Electrochemical DNA Biosensor Based on Immobilization of a Non-Modified ssDNA Using Phosphoramidate-Bonding Strategy and Pencil Graphite Electrode Modified with AuNPs/CB and Self-Assembled Cysteamine Monolayer

Abstract

The present paper describes an alternative approach to the traditionally used covalent immobilization methods that require cost-intensive and complicated chemistry modification of a single-stranded DNA (ssDNA) capture probe.
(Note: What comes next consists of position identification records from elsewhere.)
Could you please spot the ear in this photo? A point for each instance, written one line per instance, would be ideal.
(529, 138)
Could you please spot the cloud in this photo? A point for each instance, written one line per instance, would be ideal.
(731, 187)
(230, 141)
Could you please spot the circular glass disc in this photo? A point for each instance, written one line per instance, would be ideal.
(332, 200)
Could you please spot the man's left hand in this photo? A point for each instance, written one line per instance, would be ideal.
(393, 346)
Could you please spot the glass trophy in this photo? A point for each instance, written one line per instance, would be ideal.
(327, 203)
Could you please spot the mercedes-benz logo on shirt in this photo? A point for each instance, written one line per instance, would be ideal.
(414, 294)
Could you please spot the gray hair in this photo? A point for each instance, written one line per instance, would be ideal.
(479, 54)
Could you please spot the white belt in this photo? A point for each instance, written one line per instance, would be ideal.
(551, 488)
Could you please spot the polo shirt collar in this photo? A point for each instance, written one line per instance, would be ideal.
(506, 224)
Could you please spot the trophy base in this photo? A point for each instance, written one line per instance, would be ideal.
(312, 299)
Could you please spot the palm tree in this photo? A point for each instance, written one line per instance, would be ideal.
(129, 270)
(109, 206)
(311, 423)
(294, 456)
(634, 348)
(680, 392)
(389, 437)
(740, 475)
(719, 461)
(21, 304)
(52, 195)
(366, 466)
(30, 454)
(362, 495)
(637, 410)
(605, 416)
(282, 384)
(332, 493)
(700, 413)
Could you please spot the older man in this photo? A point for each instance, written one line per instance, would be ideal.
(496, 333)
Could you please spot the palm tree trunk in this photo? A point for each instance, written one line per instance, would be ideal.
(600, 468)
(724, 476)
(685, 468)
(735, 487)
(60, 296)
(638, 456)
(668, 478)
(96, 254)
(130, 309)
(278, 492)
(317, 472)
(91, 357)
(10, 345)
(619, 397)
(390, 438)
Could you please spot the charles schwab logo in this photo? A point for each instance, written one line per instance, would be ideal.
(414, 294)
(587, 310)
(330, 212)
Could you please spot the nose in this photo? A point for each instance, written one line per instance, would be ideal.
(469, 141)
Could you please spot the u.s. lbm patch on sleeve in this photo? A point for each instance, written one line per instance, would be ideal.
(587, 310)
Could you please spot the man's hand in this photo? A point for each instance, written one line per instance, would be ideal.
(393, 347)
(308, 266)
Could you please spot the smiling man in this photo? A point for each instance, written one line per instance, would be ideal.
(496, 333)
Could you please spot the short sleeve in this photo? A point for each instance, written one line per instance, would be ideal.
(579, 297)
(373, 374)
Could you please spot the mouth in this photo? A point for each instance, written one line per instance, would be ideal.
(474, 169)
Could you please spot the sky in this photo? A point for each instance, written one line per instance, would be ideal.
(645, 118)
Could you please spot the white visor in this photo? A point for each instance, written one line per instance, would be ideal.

The low-cost pencil graphite electrode (PGE) modified with carbon black (CB) and gold nanoparticles (AuNPs) was used as an electrochemical platform and the non-modified ssDNA was immobilized on a self-assembled cysteamine modified AuNPs/CB–PGE through a phosphoramidate bond between the 5′-terminal phosphate group of ssDNA and the primary amine group of cysteamine. The microRNA-21 was used as a target model in the fabrication of this electrochemical DNA biosensor and the hybridization process with the complementary probe was monitored by differential pulse voltammetry using methylene blue (MB) as an electrochemical hybridization indicator. The decreased reduction peak current of MB shows a good linear correlation with the increased concentration of microRNA-21 target sequences because the MB signal is determined by the amount of exposed guanine bases. The linear range of the fabricated DNA biosensor was from 1.0 × 10−8 to 5.0 × 10−7 M with a detection limit of 1.0 × 10−9 M. These results show that the covalent immobilization of a non-modified ssDNA capture probe through a phosphoramidate-bonding strategy could serve as a cost-effective and versatile approach for the fabrication of DNA biosensors related to a wide range of applications that cover the fields of medical diagnostic and environmental monitoring. The fabricated electrochemical DNA biosensor was used to analyze microRNA-21 in a (spiked) human serum sample and it showed satisfactory and encouraging results as an electrochemical DNA biosensor platform.